An illegitimate mixed race daughter of a Royal Navy Admiral (Matthew Goode) is brought to England and raised by her aristocratic great-uncle and aunt, Lord & Lady Mansfield (Tom Wilkinson and Emily Watson) at a time when racial prejudices and bigotry ran high. As Belle (Gugu Mbatha-Raw) grows up, she struggles to find her place in the world and looks to change society’s perception of her, whilst dealing with the romantic advances of two eligible suitors.
London-born director Amma Asante’s impressive 18th century period-piece is a joy to watch and really should have been released towards the end of the year when drama plays a bigger role in cinemas. It’s a fascinating, true tale that occasionally takes artistic licence with its subject, but paints a very telling picture of one of this country’s most intriguing chapters in history.

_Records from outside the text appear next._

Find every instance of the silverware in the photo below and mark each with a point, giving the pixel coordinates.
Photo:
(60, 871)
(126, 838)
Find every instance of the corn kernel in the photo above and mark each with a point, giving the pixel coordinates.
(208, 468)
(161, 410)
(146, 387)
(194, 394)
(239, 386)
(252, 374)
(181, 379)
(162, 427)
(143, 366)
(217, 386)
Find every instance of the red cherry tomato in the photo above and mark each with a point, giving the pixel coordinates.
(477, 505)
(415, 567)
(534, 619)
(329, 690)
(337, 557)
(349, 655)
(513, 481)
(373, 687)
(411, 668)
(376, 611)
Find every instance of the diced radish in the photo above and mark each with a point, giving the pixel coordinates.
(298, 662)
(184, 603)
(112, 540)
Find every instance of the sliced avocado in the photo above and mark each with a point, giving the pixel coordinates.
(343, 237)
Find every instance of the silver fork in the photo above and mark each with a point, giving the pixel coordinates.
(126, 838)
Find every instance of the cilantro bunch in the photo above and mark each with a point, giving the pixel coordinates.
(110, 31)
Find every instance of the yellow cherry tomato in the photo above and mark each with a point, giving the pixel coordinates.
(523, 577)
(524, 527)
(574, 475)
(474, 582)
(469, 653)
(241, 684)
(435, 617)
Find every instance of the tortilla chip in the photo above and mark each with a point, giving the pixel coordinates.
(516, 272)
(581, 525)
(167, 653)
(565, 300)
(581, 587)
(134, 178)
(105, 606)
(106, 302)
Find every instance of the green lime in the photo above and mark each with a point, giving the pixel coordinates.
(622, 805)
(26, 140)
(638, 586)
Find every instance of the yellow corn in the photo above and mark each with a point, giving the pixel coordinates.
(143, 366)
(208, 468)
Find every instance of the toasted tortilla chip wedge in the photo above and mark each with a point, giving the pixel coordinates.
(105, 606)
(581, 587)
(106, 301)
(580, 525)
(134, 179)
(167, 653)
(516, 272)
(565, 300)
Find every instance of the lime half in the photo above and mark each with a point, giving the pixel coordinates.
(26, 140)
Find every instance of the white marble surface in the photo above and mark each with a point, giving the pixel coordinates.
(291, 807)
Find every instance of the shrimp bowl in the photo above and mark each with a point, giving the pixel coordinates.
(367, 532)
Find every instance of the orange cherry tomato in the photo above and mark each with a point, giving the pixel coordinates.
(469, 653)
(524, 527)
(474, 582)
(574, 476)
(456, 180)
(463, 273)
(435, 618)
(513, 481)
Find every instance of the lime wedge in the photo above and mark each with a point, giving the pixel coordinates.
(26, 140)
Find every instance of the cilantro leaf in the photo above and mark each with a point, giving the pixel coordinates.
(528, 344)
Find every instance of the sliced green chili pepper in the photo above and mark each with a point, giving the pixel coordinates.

Gugu Mbatha-Raw shines in this heartfelt story and deserves all of the praise for making this so watchable. Her performance is the perfect balance of strength and fragility and she holds your attention throughout. The romantic element also works very well with Sam Reid and James Norton both vying for her affections.
Tom Wilkinson and Emily Watson lend the story their considerable gravitas as Lord & Lady Mansfield. Harry Potter’s nemesis Tom Felton is brilliant as the boo-hiss villain of the piece whilst Miranda Richardson, Matthew Goode, Penelope Wilton and Sarah Gadon all hand in great supporting turns.
Belle is an enjoyable and thoroughly engrossing interpretation of a pivotal time in British society. The story is shot gloriously and soaks up all that classic ambience of a good English period-drama to craft a movie that delights and educates in equal measure. In a summer of loud bangs and big bucks, it’s nice to have a drama that isn’t afraid to go against the grain.